Ms. Nix recalled that Mr. Childress’s second wife, Martha Jo, had once called to say she feared that with his history of heart trouble, sitting on a combine in the Alabama heat might kill him.
Ms. Nix said her father told her: “‘Let me tell you something. If I die on the tractor, I’ll die a happy man.’”
“I told him, ‘OK, I won’t bother you anymore,’” she recalled.
He also enjoyed cultivating his garden, the products of which — homemade peanut brittle, fresh strawberries or tomatoes — he handed out freely around Geraldine, a close-knit community of about 1,000 people that residents compared to the fictional North Carolina town of Mayberry, the setting of “The Andy Griffith Show.”
Geraldine, residents said, has a tradition of neighbors helping one another, as well as a number of people who need the help. About 19 percent of the population lives below the poverty line, according to an analysis of U.S. census data from 2020, which is higher than the national average.

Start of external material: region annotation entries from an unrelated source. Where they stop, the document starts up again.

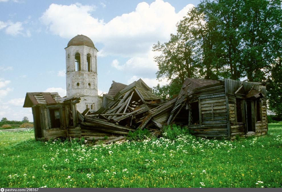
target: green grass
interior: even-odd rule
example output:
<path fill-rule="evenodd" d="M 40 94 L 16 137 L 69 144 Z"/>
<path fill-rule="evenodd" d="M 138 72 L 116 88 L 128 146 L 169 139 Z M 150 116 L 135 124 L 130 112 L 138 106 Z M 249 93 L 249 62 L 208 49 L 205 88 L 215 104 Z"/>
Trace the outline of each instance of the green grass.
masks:
<path fill-rule="evenodd" d="M 281 187 L 282 125 L 233 141 L 182 135 L 87 147 L 0 132 L 3 187 Z"/>

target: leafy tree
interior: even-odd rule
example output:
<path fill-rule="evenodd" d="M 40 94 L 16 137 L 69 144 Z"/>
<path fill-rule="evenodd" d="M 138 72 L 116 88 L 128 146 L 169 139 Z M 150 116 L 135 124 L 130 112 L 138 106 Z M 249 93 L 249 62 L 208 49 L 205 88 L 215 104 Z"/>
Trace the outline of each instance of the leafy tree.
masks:
<path fill-rule="evenodd" d="M 23 123 L 28 123 L 29 122 L 28 118 L 27 117 L 24 117 L 22 121 Z"/>
<path fill-rule="evenodd" d="M 171 96 L 170 89 L 180 88 L 186 77 L 268 80 L 269 106 L 280 113 L 281 23 L 281 0 L 204 0 L 177 23 L 169 42 L 153 48 L 161 53 L 155 57 L 157 78 L 171 81 L 154 91 Z"/>
<path fill-rule="evenodd" d="M 2 118 L 2 119 L 1 120 L 1 122 L 7 122 L 7 121 L 8 119 L 6 117 L 3 117 Z"/>
<path fill-rule="evenodd" d="M 282 117 L 282 65 L 281 59 L 273 64 L 272 76 L 267 81 L 270 83 L 267 86 L 268 105 L 279 117 Z"/>

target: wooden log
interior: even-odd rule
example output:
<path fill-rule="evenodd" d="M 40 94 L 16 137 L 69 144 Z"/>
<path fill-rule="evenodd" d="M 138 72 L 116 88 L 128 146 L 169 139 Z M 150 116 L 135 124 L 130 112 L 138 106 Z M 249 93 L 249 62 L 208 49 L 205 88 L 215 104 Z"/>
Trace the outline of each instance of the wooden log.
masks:
<path fill-rule="evenodd" d="M 125 108 L 124 109 L 124 110 L 123 111 L 123 113 L 125 113 L 125 112 L 126 111 L 126 110 L 127 109 L 127 107 L 128 107 L 128 106 L 129 105 L 129 103 L 130 103 L 130 102 L 131 101 L 131 98 L 132 98 L 132 96 L 133 96 L 133 94 L 134 93 L 134 92 L 132 91 L 132 93 L 131 94 L 131 95 L 130 96 L 130 97 L 129 98 L 129 100 L 128 100 L 128 102 L 127 102 L 127 104 L 125 106 Z"/>
<path fill-rule="evenodd" d="M 105 133 L 115 133 L 116 134 L 118 134 L 118 135 L 128 135 L 128 133 L 129 131 L 116 131 L 115 130 L 114 130 L 113 129 L 104 129 L 103 128 L 100 128 L 99 127 L 93 127 L 93 130 L 95 131 L 101 131 Z M 136 131 L 134 129 L 132 130 L 132 131 Z"/>
<path fill-rule="evenodd" d="M 109 141 L 105 141 L 104 143 L 107 144 L 108 143 L 112 143 L 114 141 L 120 141 L 120 140 L 121 140 L 122 139 L 123 139 L 125 138 L 125 137 L 121 136 L 118 137 L 117 138 L 116 138 L 115 139 L 111 139 L 111 140 L 109 140 Z"/>
<path fill-rule="evenodd" d="M 95 115 L 86 115 L 85 116 L 87 117 L 98 117 L 100 115 L 102 115 L 103 116 L 105 116 L 105 117 L 107 117 L 107 116 L 111 116 L 111 115 L 126 115 L 127 114 L 127 113 L 104 113 L 103 114 L 95 114 Z"/>
<path fill-rule="evenodd" d="M 99 119 L 98 119 L 99 120 Z M 102 120 L 99 121 L 97 119 L 92 120 L 87 122 L 82 123 L 82 125 L 91 127 L 93 128 L 99 127 L 103 128 L 106 128 L 113 130 L 119 130 L 122 131 L 134 131 L 132 129 L 123 126 L 114 124 L 107 121 L 103 122 Z"/>
<path fill-rule="evenodd" d="M 115 122 L 118 121 L 120 121 L 120 120 L 125 119 L 125 118 L 127 117 L 129 117 L 131 115 L 132 115 L 134 113 L 137 113 L 137 112 L 138 112 L 140 111 L 141 111 L 142 110 L 144 110 L 144 109 L 143 108 L 141 108 L 141 109 L 139 109 L 136 110 L 136 111 L 133 111 L 133 112 L 131 113 L 127 113 L 126 115 L 124 115 L 123 116 L 122 116 L 121 117 L 117 117 L 115 119 L 113 119 L 113 120 Z"/>

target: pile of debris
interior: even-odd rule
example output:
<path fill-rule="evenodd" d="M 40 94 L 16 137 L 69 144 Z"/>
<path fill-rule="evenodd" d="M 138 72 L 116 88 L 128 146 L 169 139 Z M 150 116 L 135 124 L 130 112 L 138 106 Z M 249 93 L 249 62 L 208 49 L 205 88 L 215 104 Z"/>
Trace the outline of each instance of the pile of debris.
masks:
<path fill-rule="evenodd" d="M 103 95 L 101 108 L 95 112 L 87 109 L 79 114 L 81 136 L 94 129 L 100 134 L 119 135 L 114 139 L 117 141 L 130 131 L 144 128 L 153 135 L 159 135 L 176 98 L 164 101 L 152 90 L 141 79 L 128 86 L 113 81 L 108 94 Z"/>

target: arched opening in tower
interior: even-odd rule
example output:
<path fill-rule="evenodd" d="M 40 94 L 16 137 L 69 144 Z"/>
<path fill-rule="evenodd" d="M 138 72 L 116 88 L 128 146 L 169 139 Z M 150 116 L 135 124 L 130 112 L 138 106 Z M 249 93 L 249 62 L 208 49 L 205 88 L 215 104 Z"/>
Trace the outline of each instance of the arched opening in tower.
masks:
<path fill-rule="evenodd" d="M 87 71 L 90 72 L 90 66 L 91 66 L 90 58 L 91 55 L 89 53 L 87 54 Z"/>
<path fill-rule="evenodd" d="M 81 70 L 80 54 L 78 53 L 75 53 L 75 71 L 80 71 Z"/>

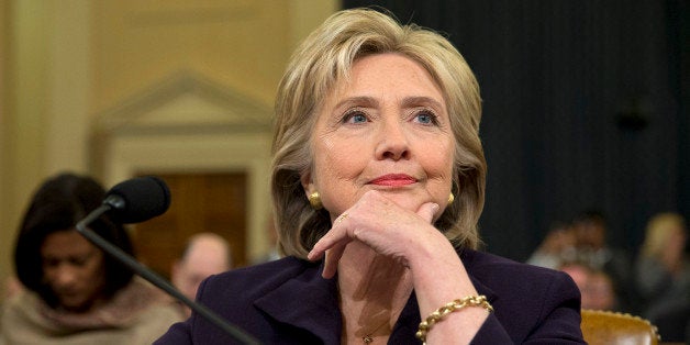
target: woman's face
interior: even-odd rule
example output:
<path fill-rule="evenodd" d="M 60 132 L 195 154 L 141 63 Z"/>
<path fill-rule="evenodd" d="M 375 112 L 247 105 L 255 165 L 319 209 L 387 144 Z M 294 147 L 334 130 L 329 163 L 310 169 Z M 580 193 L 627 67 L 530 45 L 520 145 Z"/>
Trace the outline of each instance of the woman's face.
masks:
<path fill-rule="evenodd" d="M 320 192 L 333 216 L 368 190 L 414 211 L 429 201 L 442 210 L 447 203 L 455 140 L 445 100 L 408 57 L 357 60 L 349 82 L 324 100 L 311 141 L 313 171 L 302 183 L 308 196 Z"/>
<path fill-rule="evenodd" d="M 103 252 L 74 230 L 54 232 L 41 246 L 44 279 L 59 307 L 84 312 L 102 296 L 105 285 Z"/>

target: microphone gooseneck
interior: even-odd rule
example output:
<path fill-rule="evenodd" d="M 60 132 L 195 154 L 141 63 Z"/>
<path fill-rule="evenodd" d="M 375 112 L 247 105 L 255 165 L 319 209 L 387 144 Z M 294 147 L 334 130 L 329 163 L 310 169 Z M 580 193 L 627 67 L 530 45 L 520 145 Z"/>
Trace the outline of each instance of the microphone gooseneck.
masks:
<path fill-rule="evenodd" d="M 190 300 L 165 278 L 137 261 L 120 247 L 105 241 L 103 237 L 88 229 L 88 225 L 91 222 L 96 221 L 99 216 L 109 211 L 111 212 L 112 218 L 118 222 L 138 223 L 165 213 L 169 205 L 170 191 L 168 186 L 162 179 L 153 176 L 137 177 L 114 186 L 110 191 L 108 191 L 103 203 L 79 221 L 76 227 L 82 236 L 99 248 L 103 249 L 103 252 L 113 256 L 120 263 L 134 271 L 134 274 L 160 288 L 178 301 L 181 301 L 191 310 L 199 313 L 199 315 L 222 329 L 236 341 L 242 344 L 259 344 L 246 332 L 231 325 L 205 305 Z"/>

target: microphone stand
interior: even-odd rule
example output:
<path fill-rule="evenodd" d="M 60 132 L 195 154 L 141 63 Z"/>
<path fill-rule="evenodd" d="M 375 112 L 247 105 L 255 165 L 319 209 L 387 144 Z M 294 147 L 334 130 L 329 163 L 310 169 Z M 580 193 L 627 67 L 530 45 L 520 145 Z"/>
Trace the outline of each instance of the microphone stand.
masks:
<path fill-rule="evenodd" d="M 124 253 L 120 247 L 113 245 L 112 243 L 105 241 L 103 237 L 99 236 L 97 233 L 87 227 L 91 222 L 101 216 L 103 213 L 110 211 L 112 207 L 108 203 L 101 204 L 98 209 L 93 210 L 89 213 L 84 220 L 77 223 L 77 231 L 84 235 L 87 240 L 91 241 L 101 249 L 105 251 L 105 253 L 114 256 L 122 264 L 132 269 L 136 275 L 142 278 L 148 280 L 154 286 L 163 289 L 168 294 L 175 297 L 180 300 L 193 311 L 199 313 L 204 319 L 209 320 L 221 330 L 225 331 L 235 340 L 240 341 L 242 344 L 259 344 L 255 338 L 245 333 L 244 331 L 229 324 L 223 319 L 221 319 L 216 313 L 214 313 L 211 309 L 207 308 L 203 304 L 197 303 L 185 294 L 182 294 L 179 290 L 177 290 L 170 282 L 168 282 L 163 277 L 158 276 L 153 270 L 148 269 L 146 266 L 137 261 L 131 255 Z"/>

Alabama spends less than the national average on Medicaid, the state and federal health insurance for the poor and vulnerable, and officials have declined to expand the program under the Affordable Care Act.

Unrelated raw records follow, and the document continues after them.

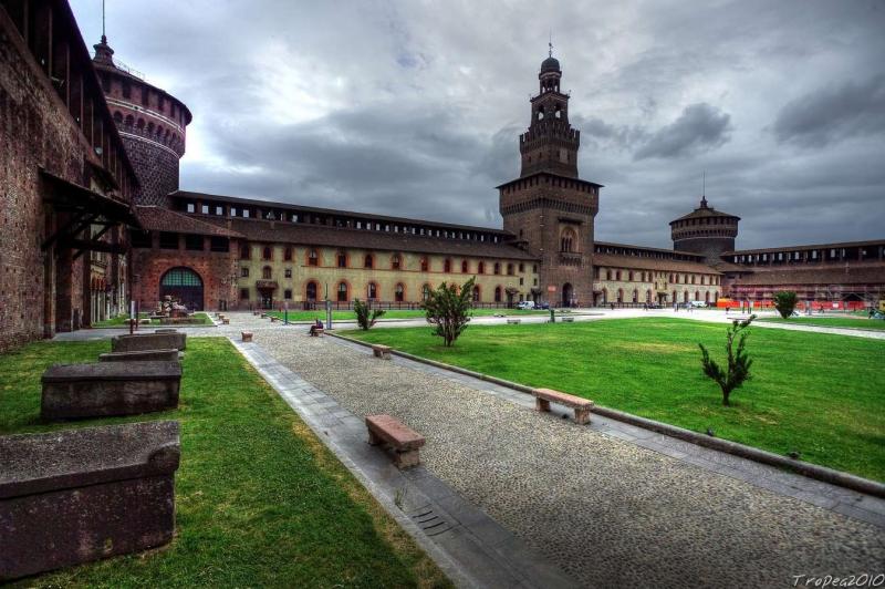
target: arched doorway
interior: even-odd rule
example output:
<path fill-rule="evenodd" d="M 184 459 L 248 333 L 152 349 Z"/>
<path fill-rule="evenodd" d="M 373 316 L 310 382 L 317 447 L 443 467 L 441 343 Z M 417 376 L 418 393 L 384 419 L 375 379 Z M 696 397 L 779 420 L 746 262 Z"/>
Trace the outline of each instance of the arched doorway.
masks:
<path fill-rule="evenodd" d="M 171 268 L 159 280 L 159 298 L 167 296 L 191 311 L 202 311 L 202 279 L 190 268 Z"/>
<path fill-rule="evenodd" d="M 574 299 L 574 288 L 572 288 L 571 282 L 565 282 L 562 285 L 562 306 L 571 307 L 572 299 Z"/>

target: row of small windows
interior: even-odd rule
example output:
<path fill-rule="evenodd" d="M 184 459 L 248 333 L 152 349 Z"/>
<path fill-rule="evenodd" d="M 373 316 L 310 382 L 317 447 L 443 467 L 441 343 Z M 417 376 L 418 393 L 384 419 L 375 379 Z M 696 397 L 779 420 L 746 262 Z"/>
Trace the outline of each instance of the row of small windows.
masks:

In 2010, Mr. Childress walked into Geraldine Drugs and pulled Dr. Walker, the pharmacist, aside.
“‘I have a question,’” she recalled him saying, “‘Do you ever have anyone who can’t pay for their medication?’”
“‘Well, yeah, that happens a good bit,’” she told him.
He handed her a folded hundred-dollar bill and said, “‘The next time that happens, I want you to use this,’” she recalled. “‘I want it to be anonymous. I don’t want to know any details on who you use it on, just tell them this is a blessing from the Lord,’” he told her.
He came back a month later with another folded bill, a practice he continued until late 2022, when he became too ill with chronic obstructive pulmonary disease to leave his home. At that point, he decided to confide his secret to one other person, his daughter, Ms. Nix, who promised to carry on the contributions.
Over the years, Dr. Walker said, the fund had helped at least two people a month who didn’t have insurance or whose benefits didn’t cover their prescription medicine.
Last fall, one of those people was Eli Schlageter, who works part time on a poultry farm run by Mr. Childress’s son, Douglas.
When Dr. Walker told Eli’s mother that money from an anonymous donor would cover the cost of the EpiPen, she cried with relief.
“I just started squalling,” Ms. Schlageter, a secretary for the principal at Geraldine High School, said. “We’re a two-income family, but still, $300 is a lot. Miss Brooke told me: ‘It’s taken care of. No questions asked.’ I asked how. She never would tell me.”
But then the donor’s identity emerged.
“All of a sudden it comes out that Mr. Hody did it,” Ms. Schlageter said. “What he doesn’t know, now that he’s in heaven, is that he helped a kid that works on a farm that he started. Look at that circle.”
Since The Washington Post reported Mr. Childress’s largess, Ms. Nix and her family and Dr. Walker have received calls and messages on social media from people across the United States wanting to donate.
Last week, Dr. Walker received a check from someone in Tennessee. On Monday, a person called from Miami. He told her that unless she needed the money, he was going to approach his local pharmacy and start his own Hody Childress account.
As drug costs have climbed in the last decade, about a quarter of Americans struggle to pay for prescription medicine, according to a 2019 Kaiser Family Foundation survey. About a third of Americans skip doses, cut pills in half or go without.
Mr. Childress was a “wonderful example of generosity,” said Frederick Isasi, head of the health care advocacy group Families U.S.A., and a reminder “that for many Americans, prescription drugs are out of reach.”